The last region of European Cuisine focused on in TEC was Northern Europe and the United Kingdom. Like much of the rest of the world, breakfast and lunch is usually the largest and heaviest of day. To introduce us to the cuisine, my instructor had us look up the components of Simpson’s In the Strand’s famous breakfast plate The Ten Deadly Sins:
1. Cumberland Sausage
2. Streaky and Back Bacon
3. Stornoway Black Pudding
4. Fried Mushrooms
5. Baked Tomato
7. Fried Bread
8. Bubble & Squeak
9. Baked Beans
10. Eggs (Fried, Poached, or Scrambled)
And you thought Waffle House’s All-Star Breakfast was over the top…
I did not record as many picture this production day, probably because most of the items as you can imagine involved lots of potatoes, butter, and cream. My group produced corned beef, creamed peas, cauliflower with cheese, and a fennel and mushroom ravioli.
The Irish corned beef had been submerged in a brine for about a week. The brine had spices like peppercorn, mustard seeds, whole allspice, and whole cloves mixed with vinegar, wine and oil. The creamed peas were sauteed with a mint infused cream sauce, though I was bit hesitant about integrating mint in something other than chocolate chip ice cream, the mint hints added a light balance to the creaminess of the dish. One of my group members took on the daunting task of making the cheese sauce via tempering a egg into a hot cream sauce. He had some difficulties the first time around, but eventually figured out the secret to thick the sauce without scrambling the eggs. My other teammate and I worked on the fennel and mushroom ravioli. I made the filling and pasta dough, then used the pasta maker to roll out thin pasta sheets to make the ravioli. After learning how to make fresh any sort of pasta, I feel too guilty to go and buy dried boxed ones now…but I do need a pasta maker (hint hint Mom and Dad).
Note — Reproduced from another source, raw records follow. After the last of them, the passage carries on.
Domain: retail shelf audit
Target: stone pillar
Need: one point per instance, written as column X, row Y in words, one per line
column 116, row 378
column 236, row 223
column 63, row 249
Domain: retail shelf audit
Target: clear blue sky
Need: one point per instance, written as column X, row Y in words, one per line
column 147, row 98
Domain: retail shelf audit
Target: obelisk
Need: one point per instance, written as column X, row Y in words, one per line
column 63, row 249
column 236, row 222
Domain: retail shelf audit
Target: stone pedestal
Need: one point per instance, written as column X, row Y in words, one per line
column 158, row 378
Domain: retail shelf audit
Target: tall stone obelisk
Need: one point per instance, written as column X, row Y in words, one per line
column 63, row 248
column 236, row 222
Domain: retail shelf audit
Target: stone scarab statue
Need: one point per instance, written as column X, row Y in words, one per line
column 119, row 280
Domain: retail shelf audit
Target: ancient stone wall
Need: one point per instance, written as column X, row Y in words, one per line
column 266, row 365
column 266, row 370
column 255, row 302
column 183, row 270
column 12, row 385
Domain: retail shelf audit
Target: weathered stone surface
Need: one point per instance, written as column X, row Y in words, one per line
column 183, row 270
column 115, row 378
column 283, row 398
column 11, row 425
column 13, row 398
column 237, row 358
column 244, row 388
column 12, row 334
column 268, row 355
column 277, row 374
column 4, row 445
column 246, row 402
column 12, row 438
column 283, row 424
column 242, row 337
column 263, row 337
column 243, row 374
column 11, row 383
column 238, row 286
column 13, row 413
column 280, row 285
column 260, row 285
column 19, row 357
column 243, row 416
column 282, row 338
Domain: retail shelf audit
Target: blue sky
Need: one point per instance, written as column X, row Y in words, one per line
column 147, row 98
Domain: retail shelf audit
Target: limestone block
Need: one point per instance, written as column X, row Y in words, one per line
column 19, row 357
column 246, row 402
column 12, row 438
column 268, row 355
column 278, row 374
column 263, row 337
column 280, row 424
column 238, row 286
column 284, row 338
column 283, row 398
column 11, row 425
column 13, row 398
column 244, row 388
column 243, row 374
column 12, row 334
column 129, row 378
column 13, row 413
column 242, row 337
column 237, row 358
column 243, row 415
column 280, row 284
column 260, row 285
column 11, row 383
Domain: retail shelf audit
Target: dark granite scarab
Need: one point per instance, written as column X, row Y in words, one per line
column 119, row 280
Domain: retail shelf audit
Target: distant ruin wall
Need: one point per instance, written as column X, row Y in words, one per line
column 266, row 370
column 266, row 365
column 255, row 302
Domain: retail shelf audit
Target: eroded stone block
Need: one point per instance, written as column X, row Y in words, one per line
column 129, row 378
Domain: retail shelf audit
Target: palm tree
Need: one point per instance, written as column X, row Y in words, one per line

Being sort of a health nut, I was quite disappointed that our vegetable choices were all drenched in butter, cream, and cheese but the aim of the class was to expand my repertoire with the traditional recipes. The menu of each European region is of course, not representative of what is consumed on a daily basis just like as Americans, we do not consume pizza, cheeseburgers, and steaks everyday, (well at least a majority of us).
I hope you are testing out some warming fall recipes this weekend as the fall chill has settled in and does not look like it is going to leave anytime soon.